Boys and Girls High School is one of 24 schools that now face closure.

Boys and Girls High School’s latest progress report grade — an F, its second in a row — came as no surprise to its principal, Bernard Gassaway.

“We definitely fell short,” Gassaway said in a phone interview today. “When you get the progress report and you are surprised by it, that means you haven’t been looking at the numbers all along.”

But even though it is one of just four schools to score a second straight failing grade, Gassaway said he is not concerned about the future of the school, a Bedford-Stuyvesant institution revered by some neighborhood leaders despite posting graduation rates well below the city average in recent years.

“Closure is not an option,” he said. “I don’t think that’s an option that’s on the table. … I’m not entertaining any conversations about closure.”

Department of Education officials said they remain confident in Gassaway’s leadership. But at the same time, they are making Boys and Girls the subject of a formal conversation about closure for the first time.

The department has informed Gassaway that the high school is among 24 that will undergo “early engagement,” a process through which officials meet with community members to assess whether struggling schools are likely to improve or should be closed.

Last year, Boys and Girls was one of just three F-rated schools that did not undergo the early engagement process, even though its performance on some measures ranked near the lowest citywide. Department officials also considered closing the school through an atypical federal reform process called turnaround earlier this year, but quickly abandoned the plan.

Gassaway said he has already prepared his strategy to defend the school. He will argue that the city and union have not worked together to give him enough authority over his staff, and that new programs to help the school’s many high-need students cannot be expected to pay off right away.

“[The] case that I made last year is the same case I’ll make this year,” he said. “If you ask yourself honestly, what has changed as it relates to, let’s say, the makeup of the staff from last year to this year, the plan that everyone agrees is a good idea has not been implemented.”

Since Gassaway came on as principal in 2009, he has pressed department and union officials for the power to overhaul his staff, charging that as many as half the teachers aren’t equipped to address the school’s many challenges. The city’s contract with the teachers union precludes principals from sending teachers away in most cases.

He has also maintained that the school needs new services to address students’ health and emotional needs, and special programs for the many under-credited and overage students who make their way to Boys and Girls after spending parts of high school outside the city or in jail. With new programs only starting to get underway, Gassaway said today, it will be years before the school begins to reap their benefits on paper.

Gassaway said he asked teachers, administrators, and support staff to take a hard look at the school’s performance data last week when he shared the preliminary progress report data.

“We basically looked at the different data sets: credit accumulation, Regents pass rates, the graduation rate, [students in] the bottom third,” he said. He added, “The primary focus is on instruction. There’s no magic bullet other than hard work.”
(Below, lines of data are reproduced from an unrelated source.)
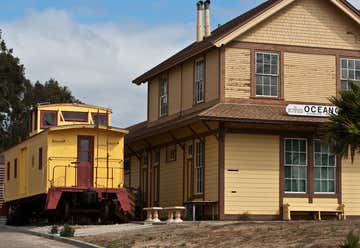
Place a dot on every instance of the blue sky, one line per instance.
(153, 12)
(96, 47)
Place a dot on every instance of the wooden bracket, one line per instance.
(182, 145)
(196, 134)
(137, 155)
(214, 132)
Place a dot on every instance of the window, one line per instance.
(267, 74)
(146, 160)
(163, 96)
(171, 153)
(127, 166)
(157, 157)
(99, 119)
(295, 165)
(324, 168)
(190, 151)
(8, 171)
(15, 168)
(75, 116)
(48, 119)
(199, 81)
(40, 158)
(199, 167)
(350, 71)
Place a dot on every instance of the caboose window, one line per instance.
(48, 119)
(75, 116)
(15, 168)
(99, 119)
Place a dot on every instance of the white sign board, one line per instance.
(311, 110)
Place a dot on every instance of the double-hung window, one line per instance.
(324, 168)
(199, 81)
(163, 96)
(267, 74)
(199, 167)
(295, 165)
(350, 72)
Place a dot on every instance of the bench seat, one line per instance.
(339, 210)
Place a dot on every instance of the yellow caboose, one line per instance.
(70, 166)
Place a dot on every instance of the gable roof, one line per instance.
(229, 30)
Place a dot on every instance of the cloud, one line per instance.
(98, 61)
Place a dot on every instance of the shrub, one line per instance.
(67, 231)
(352, 241)
(54, 230)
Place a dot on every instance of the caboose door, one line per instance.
(85, 166)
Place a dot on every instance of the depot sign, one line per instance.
(311, 110)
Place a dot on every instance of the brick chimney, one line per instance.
(199, 30)
(207, 18)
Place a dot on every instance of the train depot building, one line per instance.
(70, 168)
(234, 119)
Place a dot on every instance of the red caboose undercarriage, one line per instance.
(75, 205)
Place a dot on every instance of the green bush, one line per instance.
(67, 231)
(54, 230)
(352, 241)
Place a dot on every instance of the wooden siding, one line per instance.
(153, 106)
(237, 73)
(30, 180)
(174, 90)
(251, 174)
(211, 169)
(308, 23)
(212, 75)
(134, 172)
(351, 186)
(171, 184)
(187, 85)
(303, 72)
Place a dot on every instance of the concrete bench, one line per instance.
(174, 214)
(152, 214)
(339, 210)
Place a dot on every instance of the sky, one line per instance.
(97, 47)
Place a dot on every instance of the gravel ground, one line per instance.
(12, 239)
(89, 230)
(297, 234)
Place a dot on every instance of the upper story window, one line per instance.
(99, 119)
(350, 72)
(267, 74)
(171, 153)
(48, 119)
(199, 81)
(163, 96)
(75, 116)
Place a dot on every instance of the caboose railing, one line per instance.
(64, 172)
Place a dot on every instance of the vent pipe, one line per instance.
(199, 31)
(207, 18)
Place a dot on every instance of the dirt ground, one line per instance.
(232, 234)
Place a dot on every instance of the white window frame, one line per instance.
(199, 87)
(271, 75)
(346, 77)
(199, 168)
(163, 96)
(333, 167)
(306, 166)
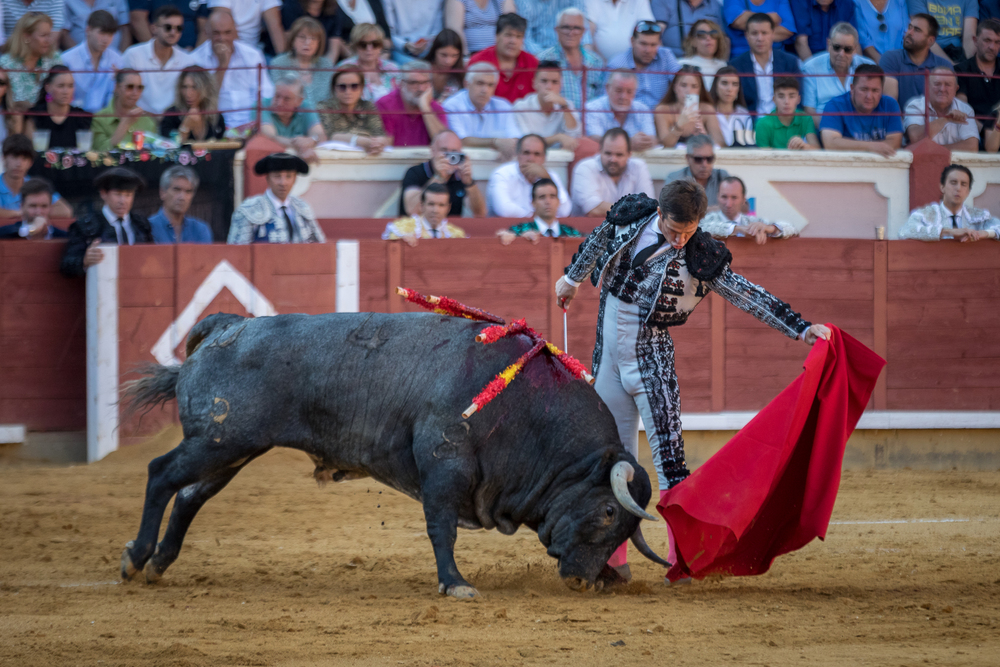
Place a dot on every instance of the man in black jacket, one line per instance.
(114, 223)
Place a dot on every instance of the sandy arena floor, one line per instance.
(278, 572)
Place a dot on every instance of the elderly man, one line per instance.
(867, 120)
(480, 118)
(508, 193)
(730, 220)
(276, 216)
(701, 168)
(652, 63)
(409, 114)
(618, 108)
(171, 224)
(601, 180)
(952, 121)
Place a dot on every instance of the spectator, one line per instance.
(862, 128)
(54, 111)
(545, 201)
(601, 180)
(171, 224)
(786, 127)
(276, 216)
(307, 42)
(348, 118)
(915, 57)
(31, 53)
(480, 118)
(841, 59)
(445, 58)
(546, 112)
(950, 218)
(409, 114)
(159, 60)
(618, 108)
(194, 115)
(686, 110)
(735, 123)
(509, 189)
(516, 66)
(93, 63)
(36, 207)
(381, 75)
(18, 156)
(815, 20)
(449, 167)
(653, 64)
(701, 169)
(430, 223)
(575, 62)
(114, 223)
(611, 23)
(285, 121)
(763, 62)
(730, 220)
(707, 48)
(951, 120)
(116, 122)
(234, 65)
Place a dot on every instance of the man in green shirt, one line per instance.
(784, 128)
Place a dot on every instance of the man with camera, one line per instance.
(449, 167)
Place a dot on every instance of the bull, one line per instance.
(381, 396)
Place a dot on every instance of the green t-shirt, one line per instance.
(772, 133)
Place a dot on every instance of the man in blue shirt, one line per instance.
(171, 223)
(868, 130)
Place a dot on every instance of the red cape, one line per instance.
(771, 489)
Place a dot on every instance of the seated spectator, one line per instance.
(116, 122)
(545, 200)
(950, 218)
(430, 223)
(841, 59)
(509, 189)
(36, 208)
(449, 167)
(575, 62)
(653, 64)
(952, 121)
(857, 130)
(276, 216)
(480, 118)
(93, 63)
(307, 43)
(171, 224)
(546, 112)
(618, 108)
(735, 123)
(234, 64)
(516, 66)
(54, 111)
(730, 220)
(601, 180)
(194, 115)
(764, 62)
(409, 114)
(707, 48)
(686, 110)
(701, 168)
(18, 156)
(348, 118)
(115, 223)
(786, 127)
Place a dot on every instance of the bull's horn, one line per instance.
(621, 475)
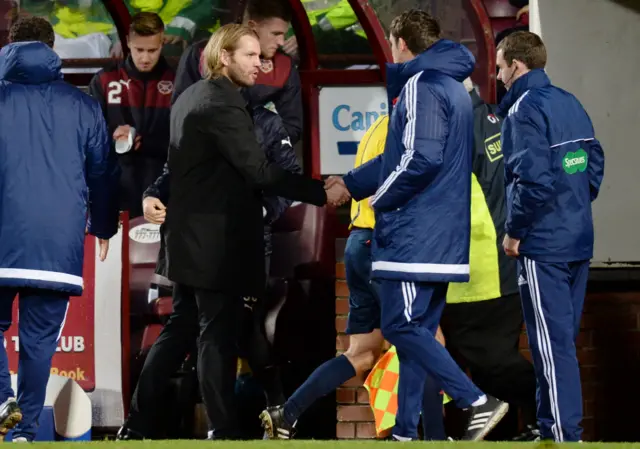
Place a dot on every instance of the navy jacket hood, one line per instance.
(445, 56)
(29, 63)
(535, 78)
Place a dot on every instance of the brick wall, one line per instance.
(608, 351)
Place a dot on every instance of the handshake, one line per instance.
(337, 192)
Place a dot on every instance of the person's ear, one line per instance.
(225, 58)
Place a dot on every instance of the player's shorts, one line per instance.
(364, 308)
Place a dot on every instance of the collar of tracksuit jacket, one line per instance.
(534, 78)
(444, 56)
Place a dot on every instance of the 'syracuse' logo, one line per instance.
(575, 162)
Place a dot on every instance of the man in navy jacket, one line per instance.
(56, 168)
(554, 166)
(421, 187)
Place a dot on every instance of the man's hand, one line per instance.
(440, 337)
(154, 211)
(511, 246)
(104, 249)
(337, 192)
(290, 46)
(122, 133)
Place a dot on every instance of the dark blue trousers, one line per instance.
(410, 316)
(552, 300)
(41, 318)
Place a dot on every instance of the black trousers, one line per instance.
(213, 318)
(483, 337)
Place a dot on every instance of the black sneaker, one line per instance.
(274, 424)
(531, 434)
(125, 434)
(484, 418)
(10, 415)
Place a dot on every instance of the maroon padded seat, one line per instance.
(144, 244)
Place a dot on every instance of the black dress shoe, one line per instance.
(127, 434)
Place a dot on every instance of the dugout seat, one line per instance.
(144, 244)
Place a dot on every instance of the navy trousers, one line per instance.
(552, 300)
(410, 315)
(41, 319)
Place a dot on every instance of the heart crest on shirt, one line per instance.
(575, 162)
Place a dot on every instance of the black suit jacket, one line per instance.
(214, 224)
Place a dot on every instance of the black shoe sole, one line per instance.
(10, 422)
(500, 413)
(267, 424)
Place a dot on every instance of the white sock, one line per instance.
(399, 438)
(480, 401)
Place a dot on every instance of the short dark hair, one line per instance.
(526, 47)
(419, 29)
(27, 29)
(268, 9)
(146, 24)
Despite concerns over the numbers, Gassaway may continue to find the support from top department officials he needs to keep the school afloat.

“We have a very high opinion of Bernard Gassaway,” Deputy Chancellor Marc Sternberg told reporters earlier today. “We’re going to take the time to go out to the school and talk with Bernard, talk with parents and students and teachers, and a group of community organizations that have deep roots in support that school, and ask that same question about Boys and Girls as we will about the others: Is there a capacity to improve?”

Sternberg said it is possible the early engagement team will find that the school has its best chance of succeeding if it has more time to see Gassaway’s vision through.

“If a principal is saying they want more flexibility to get the right adults in a building so they can improve their capacity to execute on a good plan, I would, as a former principal, I would say I agree with that,” Sternberg said. “The question is whether there is the right plan…and that’s what we’ll explore.”